Behar was well-known at NIH for recruiting and
retaining top-notch reviewers and she excelled at
assembling the best talent and brightest minds to
review grant proposals for funding. In 2000, she received a CSR Director’s Award
“for her superb ability to recruit the ablest reviewers to her committees, for
her dedication to successfully dealing with heavy review workloads, and for her
unceasing promotion of the scientific review process.”
In addition, in 1997 she was honored with the naming of a symposium in her
honor, on advances in bioanalytical and bioinorganic chemistry, at the 213th
meeting of the American Chemical Society in San Francisco.
She also found time to be a mentor for the American Chemical Society’s Project
SEED (Summer Educational Experience for the Economically Disadvantaged),
and while at NIH, she served as chair of the local SEED chapter.

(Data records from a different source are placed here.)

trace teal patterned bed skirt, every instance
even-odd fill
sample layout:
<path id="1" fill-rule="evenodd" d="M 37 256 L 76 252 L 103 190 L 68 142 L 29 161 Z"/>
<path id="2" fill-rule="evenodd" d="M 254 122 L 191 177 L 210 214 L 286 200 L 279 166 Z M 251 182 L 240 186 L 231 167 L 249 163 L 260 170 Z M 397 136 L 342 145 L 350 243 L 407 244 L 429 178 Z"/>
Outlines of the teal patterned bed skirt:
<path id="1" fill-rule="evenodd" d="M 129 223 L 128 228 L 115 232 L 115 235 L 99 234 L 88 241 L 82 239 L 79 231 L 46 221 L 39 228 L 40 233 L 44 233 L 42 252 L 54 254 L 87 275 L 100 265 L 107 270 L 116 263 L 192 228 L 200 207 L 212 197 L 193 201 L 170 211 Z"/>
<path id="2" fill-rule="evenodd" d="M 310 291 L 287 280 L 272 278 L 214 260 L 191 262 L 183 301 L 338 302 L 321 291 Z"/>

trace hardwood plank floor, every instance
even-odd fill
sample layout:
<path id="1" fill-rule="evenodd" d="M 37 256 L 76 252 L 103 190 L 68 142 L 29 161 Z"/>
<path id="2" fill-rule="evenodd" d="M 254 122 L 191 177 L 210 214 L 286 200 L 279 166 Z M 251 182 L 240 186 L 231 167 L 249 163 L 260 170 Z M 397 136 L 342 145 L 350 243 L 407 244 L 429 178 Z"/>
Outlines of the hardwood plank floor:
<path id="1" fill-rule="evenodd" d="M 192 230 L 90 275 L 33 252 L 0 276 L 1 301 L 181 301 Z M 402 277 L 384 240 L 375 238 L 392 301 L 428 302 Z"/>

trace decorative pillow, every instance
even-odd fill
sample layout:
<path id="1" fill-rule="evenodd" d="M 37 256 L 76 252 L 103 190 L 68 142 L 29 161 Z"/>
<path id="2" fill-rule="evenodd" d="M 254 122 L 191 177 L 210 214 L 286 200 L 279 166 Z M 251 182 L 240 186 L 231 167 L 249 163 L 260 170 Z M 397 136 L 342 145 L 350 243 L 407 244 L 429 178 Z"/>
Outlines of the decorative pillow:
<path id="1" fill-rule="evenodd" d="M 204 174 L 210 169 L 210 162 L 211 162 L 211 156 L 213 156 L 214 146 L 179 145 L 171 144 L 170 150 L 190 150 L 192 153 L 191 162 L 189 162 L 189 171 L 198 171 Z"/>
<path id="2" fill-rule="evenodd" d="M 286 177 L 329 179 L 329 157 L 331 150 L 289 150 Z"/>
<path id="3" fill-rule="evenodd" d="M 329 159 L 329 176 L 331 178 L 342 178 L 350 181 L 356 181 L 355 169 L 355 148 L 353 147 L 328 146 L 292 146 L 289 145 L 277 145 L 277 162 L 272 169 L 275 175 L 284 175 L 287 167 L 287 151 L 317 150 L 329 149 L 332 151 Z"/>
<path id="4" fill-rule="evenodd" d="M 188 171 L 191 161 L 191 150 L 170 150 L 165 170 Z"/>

In recognition of
her commitment to the project, she was awarded an NIH EEO Special Achievement
Award in 1997.
She is survived by her husband, Joseph, her children, Robert, Jamie and Saul
and by four grandchildren.
In lieu of flowers, donations can be made in memory of Marjam G. Behar to the
American Chemical Society: Project SEED and mailed to American Chemical
Society, Development Office, 1155 16th Street, NW, Washington, DC 20036. The
direct link to donate online is www.donate.acs.org/program/seed.
NINR Council Welcomes Five New Members
NINR director Dr. Patricia Grady (front, c) welcomes new council members Dr. Anne Rosenfeld (front, l), Dr. Julie Anderson; (rear, from l) Col. Bruce Schoneboom, Dr. Susan Gennaro and Dr. William Holzemer.
Photo: Bill Branson
NINR director Dr. Patricia Grady recently welcomed five new members to the National Advisory Council for Nursing Research, the principal advisory board for NINR.
Dr. Julie Anderson is an associate professor of nursing at the University of North Dakota. She has extensive experience in neonatal intensive care nursing and her primary research interests center around skin and wound care.
Dr. Susan Gennaro is dean and professor of Connell School of Nursing at Boston College. Her research focuses on the improvement of global perinatal health and the identification of causes of preterm birth in minority women in the U.S.
Dr. William L. Holzemer is professor and dean at Rutgers University College of Nursing. His research examines quality of nursing education, quality of nursing care, outcomes research, variation in practice, self-care symptom management and quality of life, with special emphasis on people living with and affected by HIV infection.
Dr. Anne Rosenfeld is professor and associate dean for research at the University of Arizona College of Nursing. Her research focuses on symptom management for women with acute coronary syndrome.
Col. Bruce A. Schoneboom is the incoming commander for the Army Medical Research Institute for Chemical Defense at Aberdeen Proving Grounds, Md. His research interests include investigating neuro-immune responses of the central nervous system to viral pathogens with known bioterrorist capabilities and the development of new monitoring technologies with operational and garrison applications.